Che cos’è successo nell’intelligence israeliana?

Il successo dell’operazione condotta dal noto gruppo terroristico palestinese non è da attribuire alle agenzie di intelligence israeliane. Alcuni pseudo-esperti in materia avevano velocemente condannato di inefficienze e incapacità i servizi segreti israeliani, ventilando addirittura alcune ipotesi relative all’abbandono di tradizionali metodologie di raccolta di informazioni, come la human intelligence. Nulla di più falso. Mossad, Shin Bet e Aman sono addestrate a condurre azioni con dispositivi e metodi integrati, sperimentati in decenni di attività sul campo. Naturalmente, i servizi israeliani non hanno affatto abbandonato la human intelligence. Al contrario, il loro modello prevede che il lavoro delle Agenzie sia supportato anche dalla cosiddetta “intelligence collettiva”, ovvero prodotta mediante la collaborazione della popolazione. È un concetto che si basa sull’utilizzo del singolo cittadino quale potenziale fonte di informazioni e che può consentire di potenziare la sicurezza nazionale. Ovviamente c’è una motivazione psicologica dietro a tutto questo: secoli di soprusi e angherie che hanno spinto i figli d’Israele a proteggersi.

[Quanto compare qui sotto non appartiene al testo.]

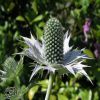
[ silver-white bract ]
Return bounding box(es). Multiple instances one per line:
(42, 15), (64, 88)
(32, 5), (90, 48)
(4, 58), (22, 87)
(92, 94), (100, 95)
(21, 31), (92, 83)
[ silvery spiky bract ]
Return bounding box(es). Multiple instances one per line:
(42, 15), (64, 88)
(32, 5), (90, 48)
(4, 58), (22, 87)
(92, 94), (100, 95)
(21, 18), (91, 82)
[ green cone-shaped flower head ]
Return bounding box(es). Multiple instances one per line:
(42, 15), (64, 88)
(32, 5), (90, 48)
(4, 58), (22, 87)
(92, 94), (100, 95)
(44, 17), (64, 64)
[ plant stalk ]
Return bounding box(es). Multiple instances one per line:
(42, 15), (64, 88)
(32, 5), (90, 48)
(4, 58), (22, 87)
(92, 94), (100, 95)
(45, 73), (54, 100)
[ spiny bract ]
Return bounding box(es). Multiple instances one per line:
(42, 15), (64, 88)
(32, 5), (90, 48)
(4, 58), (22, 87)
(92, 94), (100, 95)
(43, 17), (64, 64)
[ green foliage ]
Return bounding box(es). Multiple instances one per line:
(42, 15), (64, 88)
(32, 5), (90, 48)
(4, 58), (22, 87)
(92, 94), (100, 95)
(0, 0), (100, 100)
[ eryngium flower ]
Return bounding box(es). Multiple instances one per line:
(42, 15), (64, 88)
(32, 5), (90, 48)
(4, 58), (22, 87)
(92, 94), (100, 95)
(21, 18), (91, 82)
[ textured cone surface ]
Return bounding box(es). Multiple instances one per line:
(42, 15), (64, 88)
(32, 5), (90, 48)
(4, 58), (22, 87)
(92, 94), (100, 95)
(44, 18), (64, 64)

E allora che cos’è accaduto?

La verità è che il governo di Benjamin Netanyahu ha sottostimato il problema di Gaza e degli insediamenti israeliani, ignorando le avvisaglie dell’intelligence. La notizia dei giorni scorsi rivelata dal programma d’inchiesta giornalistica Uvda su Canale 12, ha confermato che l’intelligence israeliana disponeva già nel 2022 di tutte le informazioni circa i piani di Hamas per un attacco senza precedenti. Un atteggiamento che ricorda errori tristemente commessi in passato. Identica supponenza aveva portato Tel Aviv, nel 1973, a ritenersi imbattibile e a minimizzare le agitazioni di Egitto e Siria, con esiti disastrosi.

Che cosa non ha funzionato tra intelligence e politica?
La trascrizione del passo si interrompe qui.